Bapak.
Tentang perjalanannya..
sepertinya aku paham apa yang ada dalam benak bapak selama ini, hidup[ adalah soal memberi dan memberi. mudah sekali ditebak, karena hal itu juga ada dalam benakku.
bahkan aku sampai menebak, apa keinginan terbesar bapak dalam hidup? barangkali bisa kuwujudkan saat ini.
sebenarnya, kesadaran itu tidak terlintas begitu saja. Ada cerita bapak yang membuatku sampai di titik itu. Apa yang bisa kuwujudkan untuk bapak?
investasi orang tua, ungkapannya. nyatanya aku mencari definisi dari diriku sendiri. asal anaknya bahagia dan tercukupi, sepertinya keinginan bapak terpenuhi.
naik gunung. hobi yang entah tiba-tiba kudapatkan, dari latar belakang lingkungan yang agamis. memang heran, tapi tidak ada paksaan dan dorongan apapun dan dari siapapun ketika aku memilihnya. kesamaan hobi dnegan bapak, baru kusadari ketika aku sudah sekian kali menyapa puncak. hingga akhirnya bapak berkata, dulu kesempatan itu terkubur oleh biaya yang tidak cukup, ambisi menapaki puncak tertinggi di jawa itu tertelan ketika melihat adik-adiknya perlu makan, keegoisannya memudar dan yang tersisa hanyalah kenangan dan cerita masa-masa kejayaannya ketika menapaki gunung lain disekitarnya.
kuliah. jalan hidup yang dengan tepatnya digariskan untukku, melalui hal-hal yang bapak lalui. informasi kampus dari tempat bapak kerja, yang bahkan aku tidak mengerti jenis pekerjaan apa yang selama ini bapak lakukan dengan dokumen setumpuk, buku-buku, juga tidak jarang dengan kalkulator, dan yang paling sering adalah “ke lapangan dulu ya”. sejujurnya aku bisa bertanya, tapi yang diperkenalkan padaku hanyalah “tulis saja wirasawasta” ketika aku bertanya untuk data siswa di sekolah. nyatanya, kuliah itu membawaku pada tempat-tempat lain yang insyaAllah diberkahi. tempat yang entah nanti aku akan sampai pada titik mana lagi, entah dengan jalan apa lagi, dan entah dengan cerita apa lagi. tapi aku tahu, yang kutemukan adalah kasih sayangNya. dari awal kuterimapun, bukankah hanya ingin mendapatkan ridho mereka berdua? bukankah pilihanku hanya satu?
tapi entah, setelah beberapa hal terlalui, nyatanya binar air mata bahagia yang terpancar itu mengubur keinginanku mengamati gedung-gedung. menghilangkan binar-binar tata ruang dan dekorasi cantik yang selama ini aku inginkan. mengalihkan kemauanku untuk membangun negeri ini dengan menjadi arsitek. ah, iya. mengalihkan. nyatanya, cita-cita itu masih ada. bahkan sangat memukau ketika pada akhirnya mataku disuguhkan banyak sekali bangunan luar biasa di ibukota, juga dengan tata ruang dan dekorasi yang tidak terbilang. bahkan, aku sungguh terharu ketika pada akhirnya kupahami bahwa mimpiku tidak Allah padamkan, justru Allah beri jalan yang benar-benar mudah untuk menggapainya.
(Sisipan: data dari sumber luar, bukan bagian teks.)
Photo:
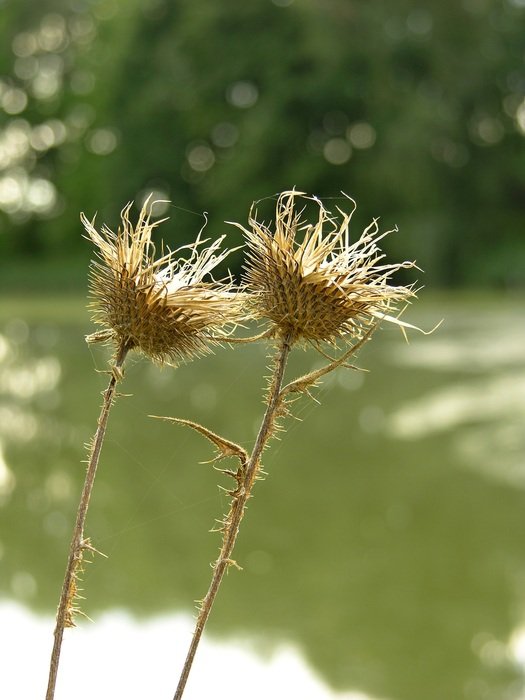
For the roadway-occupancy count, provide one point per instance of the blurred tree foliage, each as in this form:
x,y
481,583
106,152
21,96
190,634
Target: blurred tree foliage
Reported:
x,y
415,109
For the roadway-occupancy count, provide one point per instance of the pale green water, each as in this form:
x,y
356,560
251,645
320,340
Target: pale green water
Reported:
x,y
387,542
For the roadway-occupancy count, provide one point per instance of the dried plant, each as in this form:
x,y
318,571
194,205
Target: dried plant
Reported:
x,y
170,309
309,284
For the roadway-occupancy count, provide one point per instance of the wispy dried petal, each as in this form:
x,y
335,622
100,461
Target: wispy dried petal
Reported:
x,y
311,282
170,307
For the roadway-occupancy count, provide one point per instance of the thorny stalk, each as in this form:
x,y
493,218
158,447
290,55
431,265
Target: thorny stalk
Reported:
x,y
246,477
79,544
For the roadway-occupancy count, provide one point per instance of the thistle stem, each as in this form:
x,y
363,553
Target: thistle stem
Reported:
x,y
78,543
232,524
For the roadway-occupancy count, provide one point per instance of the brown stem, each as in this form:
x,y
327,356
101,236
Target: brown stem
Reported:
x,y
232,524
78,544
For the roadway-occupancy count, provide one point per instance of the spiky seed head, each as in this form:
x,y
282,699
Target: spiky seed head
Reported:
x,y
310,281
169,307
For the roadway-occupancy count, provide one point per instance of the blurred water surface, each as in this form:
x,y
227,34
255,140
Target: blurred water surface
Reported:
x,y
386,545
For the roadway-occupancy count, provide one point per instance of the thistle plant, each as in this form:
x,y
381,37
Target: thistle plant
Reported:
x,y
168,308
310,285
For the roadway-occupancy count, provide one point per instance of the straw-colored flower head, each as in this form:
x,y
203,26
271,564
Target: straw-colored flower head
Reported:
x,y
310,281
170,308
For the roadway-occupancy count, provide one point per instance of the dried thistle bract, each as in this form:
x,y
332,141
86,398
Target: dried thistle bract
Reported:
x,y
170,307
310,281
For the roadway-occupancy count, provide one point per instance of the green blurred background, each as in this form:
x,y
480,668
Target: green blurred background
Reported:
x,y
415,109
387,542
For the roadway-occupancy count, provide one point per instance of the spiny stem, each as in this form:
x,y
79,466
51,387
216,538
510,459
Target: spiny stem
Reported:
x,y
78,544
232,524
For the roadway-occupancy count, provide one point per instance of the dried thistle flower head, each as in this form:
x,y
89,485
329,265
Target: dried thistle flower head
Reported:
x,y
170,308
310,281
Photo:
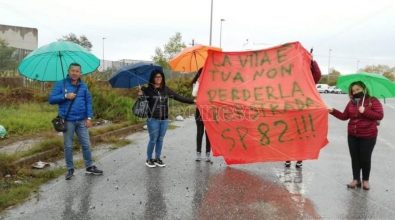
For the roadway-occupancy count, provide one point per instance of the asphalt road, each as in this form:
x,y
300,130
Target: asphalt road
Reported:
x,y
186,189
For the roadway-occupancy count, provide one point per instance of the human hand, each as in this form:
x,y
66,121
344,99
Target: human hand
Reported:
x,y
88,123
361,109
70,96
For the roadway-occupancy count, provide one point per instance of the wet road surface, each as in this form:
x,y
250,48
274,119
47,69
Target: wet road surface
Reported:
x,y
186,189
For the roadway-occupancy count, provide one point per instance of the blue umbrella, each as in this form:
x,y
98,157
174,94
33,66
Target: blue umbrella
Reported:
x,y
133,75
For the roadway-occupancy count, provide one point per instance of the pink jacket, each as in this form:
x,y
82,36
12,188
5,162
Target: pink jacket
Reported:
x,y
365,124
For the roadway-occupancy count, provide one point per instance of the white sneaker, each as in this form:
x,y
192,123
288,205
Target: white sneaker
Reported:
x,y
198,156
208,159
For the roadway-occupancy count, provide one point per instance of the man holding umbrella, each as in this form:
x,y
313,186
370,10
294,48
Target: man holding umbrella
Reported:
x,y
75,106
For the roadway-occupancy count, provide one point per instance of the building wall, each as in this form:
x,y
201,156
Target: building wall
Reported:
x,y
20,37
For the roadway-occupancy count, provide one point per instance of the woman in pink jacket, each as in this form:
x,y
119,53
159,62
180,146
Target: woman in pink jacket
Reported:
x,y
363,112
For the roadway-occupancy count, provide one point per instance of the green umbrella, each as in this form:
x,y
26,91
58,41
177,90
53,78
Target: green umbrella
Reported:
x,y
378,85
50,62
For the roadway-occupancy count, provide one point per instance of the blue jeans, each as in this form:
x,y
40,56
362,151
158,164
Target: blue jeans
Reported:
x,y
83,137
157,130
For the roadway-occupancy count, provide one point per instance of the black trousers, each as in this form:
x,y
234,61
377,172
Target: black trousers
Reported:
x,y
361,153
200,132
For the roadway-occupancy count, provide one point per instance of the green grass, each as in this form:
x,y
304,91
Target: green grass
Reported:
x,y
55,142
12,193
27,118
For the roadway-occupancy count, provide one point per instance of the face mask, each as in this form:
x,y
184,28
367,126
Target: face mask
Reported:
x,y
358,95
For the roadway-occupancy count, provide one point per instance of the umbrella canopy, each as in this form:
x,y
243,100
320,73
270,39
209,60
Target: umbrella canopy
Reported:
x,y
378,85
132,75
191,59
50,62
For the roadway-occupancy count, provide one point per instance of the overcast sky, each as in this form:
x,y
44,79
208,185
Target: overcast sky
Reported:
x,y
358,32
bukankah empat tahun yang lalu, kau tulis dengan yakin bahwa dirimu ingin mengabdi ke pelosok negeri? melihat kehidupan yang orang lain jauhi, menyentuh sisi terdalam negeri ini, mengamati dan menemukan peranmu untuk membangun dan menggerakkan setelah lewat tanganmulah kebaikan-kebaikan teralirkan. bukankah seperti itu? bahkan doamu tentang ingin pekerjaan yang ilmunya kamu pahami dengan benar, itu juga Allah wujudkan? lantas, apa yang kau risaukan kini? kau sedang menuju mimpimu! perjalananmu! bapak, mamah, mbah, enin, engking, mungkin berat melepas, tapi itu semua tidak masalah karena kau akan kembali.
tentang bapak dan perjalanannya, akan kulanjutkan. akan kubawa nilai-nilai yang bapak berikan, lalu kulangkahkan kaki lebih jauh lagi, lebih lebar lagi.
dan semoga semua kebaikannya mengalir untuknya.